2018 book by Snigdha Poonam

Dreamers: How Young Indians Are Changing the World is a 2018 nonfiction book by Indian journalist Snigdha Poonam, a writer for the Hindustan Times. In the book, Poonam examines the lives of young people in India, and the challenges facing millennials in the nation's rural villages.

==Background==
The book originated from Poonam's writings about the lives of young people in rural India as part of her work for the Hindustan Times. According to the author, the idea behind this book was initially to "go to a small town and pick 4–5 young people and talk to them about what they want". She began in her hometown of Ranchi and expanded to other nearby towns, spending four years researching the book.

==Synopsis==
The book is divided into three parts, each of which profiles three or four young adults in rural India, specifically in north and central India. Through their stories, Poonam highlights the practical problems facing young Indians today—including the fact that only 2.3% of the Indian workforce has formal skills training.
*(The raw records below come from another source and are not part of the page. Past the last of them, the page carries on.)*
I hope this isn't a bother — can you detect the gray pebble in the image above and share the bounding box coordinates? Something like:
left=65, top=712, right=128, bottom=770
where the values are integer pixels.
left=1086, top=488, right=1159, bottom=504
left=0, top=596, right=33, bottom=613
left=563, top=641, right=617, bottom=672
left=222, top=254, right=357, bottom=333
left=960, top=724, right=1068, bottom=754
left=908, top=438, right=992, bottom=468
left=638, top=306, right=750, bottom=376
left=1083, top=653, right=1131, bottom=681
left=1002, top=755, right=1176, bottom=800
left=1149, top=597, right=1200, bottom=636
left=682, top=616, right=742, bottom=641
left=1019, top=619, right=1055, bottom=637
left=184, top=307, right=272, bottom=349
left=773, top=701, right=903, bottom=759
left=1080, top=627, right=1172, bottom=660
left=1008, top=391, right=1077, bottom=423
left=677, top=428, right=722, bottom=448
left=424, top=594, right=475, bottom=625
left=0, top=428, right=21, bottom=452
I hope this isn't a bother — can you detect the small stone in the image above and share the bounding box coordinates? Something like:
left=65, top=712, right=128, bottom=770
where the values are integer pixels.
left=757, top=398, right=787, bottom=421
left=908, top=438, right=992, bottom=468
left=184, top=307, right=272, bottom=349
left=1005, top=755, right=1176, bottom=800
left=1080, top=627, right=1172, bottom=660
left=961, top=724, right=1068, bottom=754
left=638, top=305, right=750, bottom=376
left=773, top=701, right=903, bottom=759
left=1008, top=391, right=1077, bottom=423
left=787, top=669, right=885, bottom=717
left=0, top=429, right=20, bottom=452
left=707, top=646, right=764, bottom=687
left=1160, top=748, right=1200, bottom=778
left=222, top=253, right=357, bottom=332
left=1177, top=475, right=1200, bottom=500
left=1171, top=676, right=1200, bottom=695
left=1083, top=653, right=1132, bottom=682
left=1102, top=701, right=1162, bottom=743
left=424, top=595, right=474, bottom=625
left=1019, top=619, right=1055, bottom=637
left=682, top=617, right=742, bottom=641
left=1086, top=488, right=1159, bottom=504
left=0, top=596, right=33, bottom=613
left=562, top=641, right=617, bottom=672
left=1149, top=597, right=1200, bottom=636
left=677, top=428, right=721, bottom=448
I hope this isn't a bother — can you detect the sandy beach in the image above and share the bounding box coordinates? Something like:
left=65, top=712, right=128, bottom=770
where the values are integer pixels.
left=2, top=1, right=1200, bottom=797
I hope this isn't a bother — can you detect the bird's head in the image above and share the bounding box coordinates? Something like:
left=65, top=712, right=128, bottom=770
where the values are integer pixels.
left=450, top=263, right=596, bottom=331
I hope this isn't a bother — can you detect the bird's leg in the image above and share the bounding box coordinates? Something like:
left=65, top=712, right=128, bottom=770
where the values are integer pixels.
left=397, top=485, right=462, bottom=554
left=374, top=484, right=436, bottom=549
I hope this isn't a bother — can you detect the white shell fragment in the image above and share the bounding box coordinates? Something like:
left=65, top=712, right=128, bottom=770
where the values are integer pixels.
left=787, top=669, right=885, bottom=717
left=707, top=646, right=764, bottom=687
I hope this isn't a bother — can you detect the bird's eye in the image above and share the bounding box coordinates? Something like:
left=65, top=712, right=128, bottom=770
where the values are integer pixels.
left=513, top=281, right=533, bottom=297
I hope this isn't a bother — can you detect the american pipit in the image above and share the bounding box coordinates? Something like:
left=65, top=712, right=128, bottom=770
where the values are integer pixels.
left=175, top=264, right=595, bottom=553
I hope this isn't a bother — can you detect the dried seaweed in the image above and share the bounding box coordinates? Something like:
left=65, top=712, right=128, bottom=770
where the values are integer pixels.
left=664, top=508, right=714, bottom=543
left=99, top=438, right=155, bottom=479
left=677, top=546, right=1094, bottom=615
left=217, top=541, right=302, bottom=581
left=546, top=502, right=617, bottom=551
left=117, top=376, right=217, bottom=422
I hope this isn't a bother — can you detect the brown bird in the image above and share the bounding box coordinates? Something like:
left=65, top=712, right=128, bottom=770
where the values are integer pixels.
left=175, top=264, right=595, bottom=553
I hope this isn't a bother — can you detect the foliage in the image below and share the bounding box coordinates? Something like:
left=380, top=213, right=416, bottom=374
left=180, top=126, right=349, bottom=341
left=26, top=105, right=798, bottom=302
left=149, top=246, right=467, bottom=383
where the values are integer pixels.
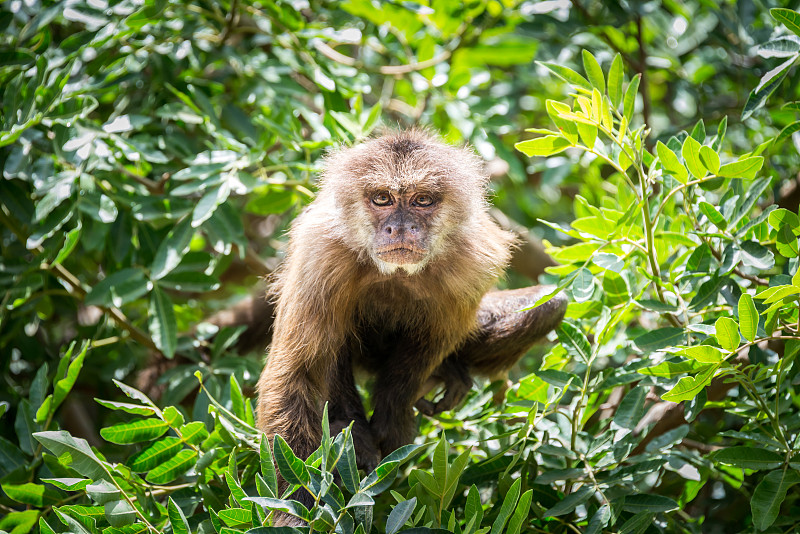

The work opens with a passage about the editors of the website WittyFeed, based in the city of Indore. The Economist noted that throughout all the stories, Poonam "repeatedly finds the same mix of aspiration and anger".

==Reception==
The book received mostly positive reviews. The Financial Times described it as "wise, timely and, alas, deeply troubling". The Economist praised Poonam's writing, but highlighted the lack of statistical figures, writing, "But what 'Dreamers' lacks in citations of official data it makes up for through its Hindi-speaking author's ability to draw out her subjects' inner thoughts. The picture she paints is impressionistic".